HR, 11-06-1997, nr. 31 854
ECLI:NL:HR:1997:AA2180
- Instantie
Hoge Raad
- Datum
11-06-1997
- Zaaknummer
31 854
- LJN
AA2180
- Vakgebied(en)
Inkomstenbelasting (V)
- Brondocumenten en formele relaties
ECLI:NL:HR:1997:AA2180, Uitspraak, Hoge Raad, 11‑06‑1997; (Cassatie)
- Vindplaatsen
WFR 1997/905, 2
V-N 1997/2308, 15 met annotatie van Redactie
Uitspraak 11‑06‑1997
Inhoudsindicatie
-
gewezen op het beroep in cassatie van de Staatssecretaris van Financiën tegen de uitspraak van het Gerechtshof te Amsterdam van 17 augustus 1995 betreffende de aan X te Z voor het jaar 1992 opgelegde aanslag inkomstenbelasting/premie volksverzekeringen.
1. Aanslag, bezwaar en geding voor het Hof Aan belanghebbende is voor het jaar 1992 een aanslag inkomstenbelasting/premie volksverzekeringen opgelegd naar een belastbaar inkomen van ƒ 24.021,--, welke aanslag, na daartegen gemaakt bezwaar, bij uitspraak van de Inspecteur is gehandhaafd.

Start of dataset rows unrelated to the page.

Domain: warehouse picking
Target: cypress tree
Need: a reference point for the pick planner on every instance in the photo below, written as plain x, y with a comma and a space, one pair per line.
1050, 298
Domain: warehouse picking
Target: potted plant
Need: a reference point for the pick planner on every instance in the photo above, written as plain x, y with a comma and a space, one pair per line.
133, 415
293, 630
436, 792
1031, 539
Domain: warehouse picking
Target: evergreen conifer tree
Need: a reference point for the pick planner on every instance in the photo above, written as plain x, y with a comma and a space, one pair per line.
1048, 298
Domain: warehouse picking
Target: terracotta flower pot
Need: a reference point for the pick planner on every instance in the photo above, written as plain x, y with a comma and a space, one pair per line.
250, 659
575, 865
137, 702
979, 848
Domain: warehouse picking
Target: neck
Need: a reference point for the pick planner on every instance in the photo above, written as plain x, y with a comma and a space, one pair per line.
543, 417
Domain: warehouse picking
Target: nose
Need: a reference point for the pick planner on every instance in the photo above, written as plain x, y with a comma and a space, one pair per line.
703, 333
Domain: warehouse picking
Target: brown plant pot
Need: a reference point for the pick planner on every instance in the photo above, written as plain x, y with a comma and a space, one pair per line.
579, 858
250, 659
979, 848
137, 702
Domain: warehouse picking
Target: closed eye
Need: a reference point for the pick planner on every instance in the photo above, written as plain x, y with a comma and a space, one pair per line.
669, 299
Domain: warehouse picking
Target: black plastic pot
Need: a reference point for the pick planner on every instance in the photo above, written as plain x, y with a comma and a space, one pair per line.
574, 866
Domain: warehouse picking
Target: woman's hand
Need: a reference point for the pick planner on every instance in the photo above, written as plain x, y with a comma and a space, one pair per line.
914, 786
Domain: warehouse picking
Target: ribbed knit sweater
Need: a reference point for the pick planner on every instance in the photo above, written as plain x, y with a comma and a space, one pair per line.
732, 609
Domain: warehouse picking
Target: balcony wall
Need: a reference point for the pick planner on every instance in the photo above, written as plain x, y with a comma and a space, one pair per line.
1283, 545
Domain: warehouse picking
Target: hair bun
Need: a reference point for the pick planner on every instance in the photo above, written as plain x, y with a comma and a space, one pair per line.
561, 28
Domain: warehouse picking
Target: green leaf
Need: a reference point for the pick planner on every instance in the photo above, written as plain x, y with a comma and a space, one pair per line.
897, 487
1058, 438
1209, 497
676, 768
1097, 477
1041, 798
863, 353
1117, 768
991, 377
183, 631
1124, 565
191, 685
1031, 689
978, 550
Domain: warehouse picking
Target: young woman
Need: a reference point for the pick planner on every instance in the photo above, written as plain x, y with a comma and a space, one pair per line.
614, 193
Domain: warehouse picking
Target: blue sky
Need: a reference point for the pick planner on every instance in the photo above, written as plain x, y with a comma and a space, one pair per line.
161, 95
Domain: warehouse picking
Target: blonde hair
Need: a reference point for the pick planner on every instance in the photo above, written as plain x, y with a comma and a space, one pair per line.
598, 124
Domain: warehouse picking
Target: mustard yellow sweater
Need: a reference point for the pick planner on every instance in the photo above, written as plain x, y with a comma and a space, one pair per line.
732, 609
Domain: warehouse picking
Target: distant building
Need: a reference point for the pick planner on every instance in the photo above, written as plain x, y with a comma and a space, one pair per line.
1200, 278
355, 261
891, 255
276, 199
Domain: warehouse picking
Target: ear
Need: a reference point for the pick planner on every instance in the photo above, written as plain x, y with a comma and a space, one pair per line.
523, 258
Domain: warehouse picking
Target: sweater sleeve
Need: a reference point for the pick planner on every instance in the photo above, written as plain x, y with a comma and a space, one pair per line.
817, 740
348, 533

Belanghebbende is van de uitspraak van de Inspecteur in beroep gekomen bij het Hof. Het Hof heeft die uitspraak vernietigd en de aanslag verminderd tot een aanslag berekend naar een belastbaar inkomen van ƒ 22.821,--. De uitspraak van het Hof is aan dit arrest gehecht.
2. Geding in cassatie De Staatssecretaris van Financiën heeft tegen de uitspraak van het Hof beroep in cassatie ingesteld. Het beroepschrift in cassatie is aan dit arrest gehecht en maakt daarvan deel uit. Belanghebbende heeft een vertoogschrift ingediend.
3. Beoordeling van het middel 3.1 In cassatie kan van het volgende worden uitgegaan. Belanghebbende is invalide; ten gevolge van een dwarslaesie is haar beenfunctie afwezig en haar arm/handfunctie zeer beperkt. In verband met haar handicap heeft belanghebbende in het onderhavige jaar, 1992, op advies van de revalidatiearts en de ergotherapeut onder meer een keramische kookplaat, die geheel vlak is, aangeschaft, omdat zij de pannen niet meer kan optillen en ze van het aanrecht op de kookplaat en weer terug moet kunnen schuiven. Tevens heeft zij een pannenset voor de keramische kookplaat aangeschaft. De kosten ter zake van deze keukenapparatuur heeft belanghebbende als buitengewone lasten in mindering gebracht op haar inkomen. De Inspecteur heeft deze kosten niet in aftrek toegestaan. 3.2 Het Hof heeft geoordeeld, kort samengevat, dat de uitgaven voor de keramische kookplaat en de (aangepaste) pannenset als uitgaven voor hulpmiddelen als bedoeld in artikel 46, lid 3, letter a, van de Wet op de inkomstenbelasting 1964 kunnen worden aangemerkt en aannemelijk geacht dat belanghebbende, gezien haar inkomens- en vermogenspositie, onder normale omstandigheden eenvoudigere en goedkopere apparatuur zou hebben aangeschaft. Op grond van deze overwegingen zijn de "meerkosten" naar het oordeel van het Hof bij belanghebbende aftrekbaar. 3.3 Dit oordeel wordt in het middel terecht bestreden. Immers een keramische kookplaat en een daarvoor bestemde pannenset behoren in het algemeen tot de normale gebruiksvoorwerpen, die ook door gezonde personen worden gebezigd. Nu uit de uitspraak van het Hof en de stukken van het geding niet blijkt dat de onderhavige kookplaat en de pannenset een hoedanigheid bezitten die meebrengt dat zij alleen worden gebruikt door zieke en/of invalide personen, kunnen zij dan niet worden aangemerkt als hulpmiddelen in de hier bedoelde zin. 3.4 Uit het vorenstaande volgt dat de uitspraak van het Hof niet in stand kan blijven.
4. Proceskosten De Hoge Raad acht geen termen aanwezig voor een veroordeling in de proceskosten als bedoeld in artikel 5a van de Wet administratieve rechtspraak belastingzaken.
5. Beslissing De Hoge Raad - vernietigt de uitspraak van het Hof, behoudens de beslissing omtrent het griffierecht, - bevestigt de uitspraak van de Inpecteur, en - bepaalt dat door de Griffier van de Hoge Raad aan de Staatssecretaris van Financiën wordt terugbetaald het ter zake van de vervanging van de mondelinge uitspraak bij het Hof gestorte bedrag van ƒ 150,--. Dit arrest is op 11 juni 1997 vastgesteld door de vice-president Stoffer als voorzitter, en de raadsheren Urlings, Zuurmond, Pos en Beukenhorst, in tegenwoordigheid van de waarnemend griffier Barendse , en op die datum in het openbaar uitgesproken.